Microsoft DirectWrite / AFDKO – NULL Pointer Dereferences in OpenType Font Handling While Accessing Empty dynarrays

  • 作者: Google Security Research
    日期: 2019-07-10
  • 类别:
    平台:
  • 来源:https://www.exploit-db.com/exploits/47102/
  • -----=====[ Background ]=====-----
    
    AFDKO (Adobe Font Development Kit for OpenType) is a set of tools for examining, modifying and building fonts. The core part of this toolset is a font handling library written in C, which provides interfaces for reading and writing Type 1, OpenType, TrueType (to some extent) and several other font formats. While the library existed as early as 2000, it was open-sourced by Adobe in 2014 on GitHub [1, 2], and is still actively developed. The font parsing code can be generally found under afdko/c/public/lib/source/*read/*.c in the project directory tree.
    
    At the time of this writing, based on the available source code, we conclude that AFDKO was originally developed to only process valid, well-formatted font files. It contains very few to no sanity checks of the input data, which makes it susceptible to memory corruption issues (e.g. buffer overflows) and other memory safety problems, if the input file doesn't conform to the format specification.
    
    We have recently discovered that starting with Windows 10 1709 (Fall Creators Update, released in October 2017), Microsoft's DirectWrite library [3] includes parts of AFDKO, and specifically the modules for reading and writing OpenType/CFF fonts (internally called cfr/cfw). The code is reachable through dwrite!AdobeCFF2Snapshot, called by methods of the FontInstancer class, called by dwrite!DWriteFontFace::CreateInstancedStream and dwrite!DWriteFactory::CreateInstancedStream. This strongly indicates that the code is used for instancing the relatively new variable fonts [4], i.e. building a single instance of a variable font with a specific set of attributes.
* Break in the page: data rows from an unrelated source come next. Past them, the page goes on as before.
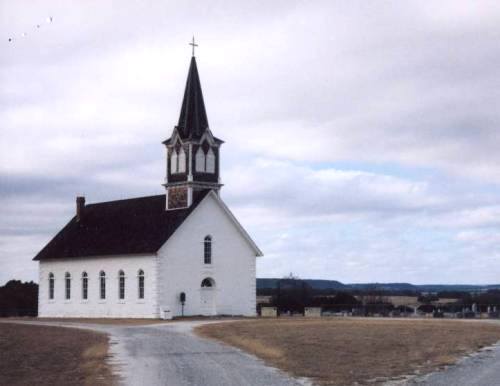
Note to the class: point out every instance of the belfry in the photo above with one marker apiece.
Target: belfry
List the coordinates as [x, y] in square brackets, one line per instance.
[193, 153]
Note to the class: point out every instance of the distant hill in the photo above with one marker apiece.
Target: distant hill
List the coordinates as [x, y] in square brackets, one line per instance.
[393, 287]
[314, 283]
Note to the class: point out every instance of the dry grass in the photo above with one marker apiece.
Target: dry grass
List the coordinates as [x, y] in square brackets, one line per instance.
[349, 351]
[42, 355]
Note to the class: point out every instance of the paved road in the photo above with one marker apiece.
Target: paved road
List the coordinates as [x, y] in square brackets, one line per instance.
[170, 354]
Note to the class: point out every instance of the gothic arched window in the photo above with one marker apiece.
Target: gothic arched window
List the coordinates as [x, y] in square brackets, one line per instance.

The CreateInstancedStream method is not a member of a public COM interface, but we have found that it is called by d2d1!dxc::TextConvertor::InstanceFontResources, which led us to find out that it can be reached through the Direct2D printing interface. It is unclear if there are other ways to trigger the font instancing functionality.
    
    One example of a client application which uses Direct2D printing is Microsoft Edge. If a user opens a specially crafted website with an embedded OpenType variable font and decides to print it (to PDF, XPS, or another physical or virtual printer), the AFDKO code will execute with the attacker's font file as input. Below is a description of one such security vulnerability in Adobe's library exploitable through the Edge web browser.
    
    -----=====[ Description ]=====-----
    
    The AFDKO library has its own implementation of dynamic arrays, semantically resembling e.g. std::vector from C++. These objects are implemented in c/public/lib/source/dynarr/dynarr.c and c/public/lib/api/dynarr.h. There are a few interesting observations we can make about them:
    
    - Each dynamic array is initialized with the dnaINIT() macro, which lets the caller specify the initial number of items allocated on first access, and the increments in which the array is extended. This is an optimization designed to reduce the number of memory allocations, while making it possible to fine-tune the behavior of the array based on the nature of the data it stores.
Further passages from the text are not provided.